We’ve said it before and we’ll say it again though, we’d still recommend downloading the Ice Cream Sandwich-compatible Chrome browser app from the Google Play store. Syncing all your settings and bookmarks from the desktop version, it’s a more stable, slick way to browse with the tablet.
Right then, those aforementioned headphone problems. There’s a definite problem with the Archos 101 XS’s headphone support. We tried a number of different pairs, both in-ear and over-ear from numerous manufacturers, including Klipsch, Logitech, Philips and others. Each returned either garbled audio, or incredibly low volume levels, even with the volume cranked to the max on the tablet itself. The unifying feature of these headphones is that they all featured a mic and in-line remote. Indeed, pushing the “end call” button on some of the headsets pushed the volume up much higher, providing it was constantly held down. Using older headphones without a remote or mic fixed the problem, but with the majority of earphones and headphones today coming with some form of inline control, some may frustratingly need to grab a new pair to go with the Archos 101 XS.
This wouldn’t be such a big issue if the built-in speaker was good, but it’s not.

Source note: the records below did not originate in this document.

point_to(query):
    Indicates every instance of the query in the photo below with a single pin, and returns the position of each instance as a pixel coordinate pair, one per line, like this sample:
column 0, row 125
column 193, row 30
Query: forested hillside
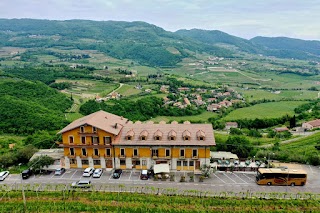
column 280, row 47
column 215, row 37
column 283, row 47
column 26, row 107
column 143, row 42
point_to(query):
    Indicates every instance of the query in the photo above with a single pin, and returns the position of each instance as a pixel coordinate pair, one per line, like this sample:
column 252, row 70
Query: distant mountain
column 140, row 41
column 146, row 43
column 218, row 37
column 284, row 47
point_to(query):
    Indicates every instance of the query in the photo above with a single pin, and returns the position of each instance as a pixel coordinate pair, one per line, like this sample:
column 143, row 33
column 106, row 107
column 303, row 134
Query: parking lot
column 219, row 181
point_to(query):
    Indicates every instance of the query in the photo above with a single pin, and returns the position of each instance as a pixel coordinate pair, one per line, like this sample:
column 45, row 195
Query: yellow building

As mentioned earlier, it’s placed right under where your hand naturally sits, which blocks the sound. Even when its not obscured, its tinny and sharp tone makes it unpleasant to listen to, a natural side-effect of being inside so slim a tablet we suppose.These problems are a shame, because from a software side of things, Archos have got quite a lot right here. There’s widespread video file format support, including H.264, MPEG-4, AVI, MP4, MOV, 3GP, MPG, PS, TS, VOB, MKV, FLV, RM, RMVB and ASF. Though the screen itself isn’t capable of displaying 1080p content at that resolution, the files play without a stutter at the tablet’s native resolution. The same strong file format support extends to audio, with MP3, WAV, AAC, OGG and FLAC covered. With video, the widescreen ratio is a good match for the majority of video content these days, even if it’s not as bright as we’d have liked.

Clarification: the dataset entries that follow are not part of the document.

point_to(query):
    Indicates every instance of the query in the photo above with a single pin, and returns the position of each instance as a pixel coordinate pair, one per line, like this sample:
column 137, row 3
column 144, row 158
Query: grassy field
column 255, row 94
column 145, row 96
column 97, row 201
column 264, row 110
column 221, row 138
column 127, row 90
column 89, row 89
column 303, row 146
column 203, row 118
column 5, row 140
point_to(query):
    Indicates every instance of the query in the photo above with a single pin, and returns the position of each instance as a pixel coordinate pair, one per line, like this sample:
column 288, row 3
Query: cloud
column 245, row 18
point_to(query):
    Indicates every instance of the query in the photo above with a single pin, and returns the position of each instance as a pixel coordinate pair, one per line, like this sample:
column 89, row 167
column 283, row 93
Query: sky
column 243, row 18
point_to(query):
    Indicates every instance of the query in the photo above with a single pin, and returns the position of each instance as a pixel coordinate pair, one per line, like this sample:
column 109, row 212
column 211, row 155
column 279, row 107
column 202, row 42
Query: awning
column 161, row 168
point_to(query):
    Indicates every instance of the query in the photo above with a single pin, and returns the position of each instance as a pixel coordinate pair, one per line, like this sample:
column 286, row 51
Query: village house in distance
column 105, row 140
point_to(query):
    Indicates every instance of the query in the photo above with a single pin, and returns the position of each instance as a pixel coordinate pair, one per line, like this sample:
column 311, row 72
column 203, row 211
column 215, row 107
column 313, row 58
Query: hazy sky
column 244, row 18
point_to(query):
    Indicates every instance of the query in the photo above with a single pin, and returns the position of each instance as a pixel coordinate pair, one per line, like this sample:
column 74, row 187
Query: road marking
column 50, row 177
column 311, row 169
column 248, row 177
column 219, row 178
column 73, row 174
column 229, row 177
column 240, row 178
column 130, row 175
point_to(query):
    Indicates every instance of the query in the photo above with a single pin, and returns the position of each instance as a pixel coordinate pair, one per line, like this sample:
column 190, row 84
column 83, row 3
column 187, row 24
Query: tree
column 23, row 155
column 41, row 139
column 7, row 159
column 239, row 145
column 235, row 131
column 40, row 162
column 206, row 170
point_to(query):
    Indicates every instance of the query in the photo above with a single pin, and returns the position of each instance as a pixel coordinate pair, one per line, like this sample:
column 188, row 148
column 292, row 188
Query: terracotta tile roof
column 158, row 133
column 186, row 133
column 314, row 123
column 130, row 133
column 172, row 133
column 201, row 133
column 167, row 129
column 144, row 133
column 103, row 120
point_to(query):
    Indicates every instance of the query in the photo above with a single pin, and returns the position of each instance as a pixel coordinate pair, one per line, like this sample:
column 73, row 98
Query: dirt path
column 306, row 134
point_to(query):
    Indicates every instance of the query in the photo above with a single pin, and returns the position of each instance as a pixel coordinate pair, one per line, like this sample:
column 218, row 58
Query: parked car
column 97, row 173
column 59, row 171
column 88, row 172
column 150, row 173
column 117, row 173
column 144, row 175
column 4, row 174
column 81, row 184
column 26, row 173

The media library apps are good too. The music player is solid, standard affair with its cover flow artwork and it’s easy to navigate a large library of tracks with it. The video player is great though; we loved the way you have the option of pulling in cast, crew and synopsis data for your videos from the web (no matter where you sourced them from). Working from the video filename and tags, it’s easy to quickly get video data for a well-maintained library, and if the default search doesn’t throw up the details you were looking for, you can manually assign details using a search function.Battery Life
Archos claim you can expect 40 hours of music playback, seven hours of video playback or 10 hours of web browsing from the 101 XS. Our tests found the tablet to fall just about within these parameters, clocking up 6 hours 11 minutes from a full charge under an intense workload of a combination of HD video streaming, 3D gaming and video calling. That’s not a bad result, though it pales in comparison to the long hours of usage that the ASUS Transformer TF300’s battery-packing keyboard allowed for.

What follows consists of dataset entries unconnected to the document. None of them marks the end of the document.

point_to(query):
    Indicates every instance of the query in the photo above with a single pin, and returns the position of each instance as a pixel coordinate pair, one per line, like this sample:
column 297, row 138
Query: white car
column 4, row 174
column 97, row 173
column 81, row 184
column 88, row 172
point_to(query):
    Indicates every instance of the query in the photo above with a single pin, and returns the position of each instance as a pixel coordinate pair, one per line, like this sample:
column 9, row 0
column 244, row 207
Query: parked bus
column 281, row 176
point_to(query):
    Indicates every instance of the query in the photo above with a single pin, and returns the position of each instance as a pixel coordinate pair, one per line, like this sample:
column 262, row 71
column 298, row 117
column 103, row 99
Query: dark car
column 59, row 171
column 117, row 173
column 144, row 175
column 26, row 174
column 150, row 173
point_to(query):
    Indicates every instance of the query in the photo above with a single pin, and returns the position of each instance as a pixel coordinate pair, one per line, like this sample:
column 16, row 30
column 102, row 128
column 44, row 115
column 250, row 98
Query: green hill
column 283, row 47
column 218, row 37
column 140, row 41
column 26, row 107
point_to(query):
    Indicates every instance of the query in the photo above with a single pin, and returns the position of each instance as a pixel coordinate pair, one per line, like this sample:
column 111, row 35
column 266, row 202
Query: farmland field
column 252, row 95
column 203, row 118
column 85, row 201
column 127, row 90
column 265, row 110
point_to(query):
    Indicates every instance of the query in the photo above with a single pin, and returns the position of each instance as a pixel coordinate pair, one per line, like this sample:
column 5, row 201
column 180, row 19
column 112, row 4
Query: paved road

You’re getting a lot for your £300 with the Archos 101 XS, there’s no denying that. But for everything it gets right (strong media support, clever Coverboard design) it gets things wrong too (shonky headphone support, poor build quality). If having a premium product isn’t on the top of your list of priorities, there’s still a lot of value in and fun to be had with the Archos 101 XS. If, however, you’re a veteran of Apple products, or even have experience with the latest wave of tablet bargains like the Google Nexus 7, the Archos 101 XS will lack the polish you’ve come to expect, even at its affordable price point.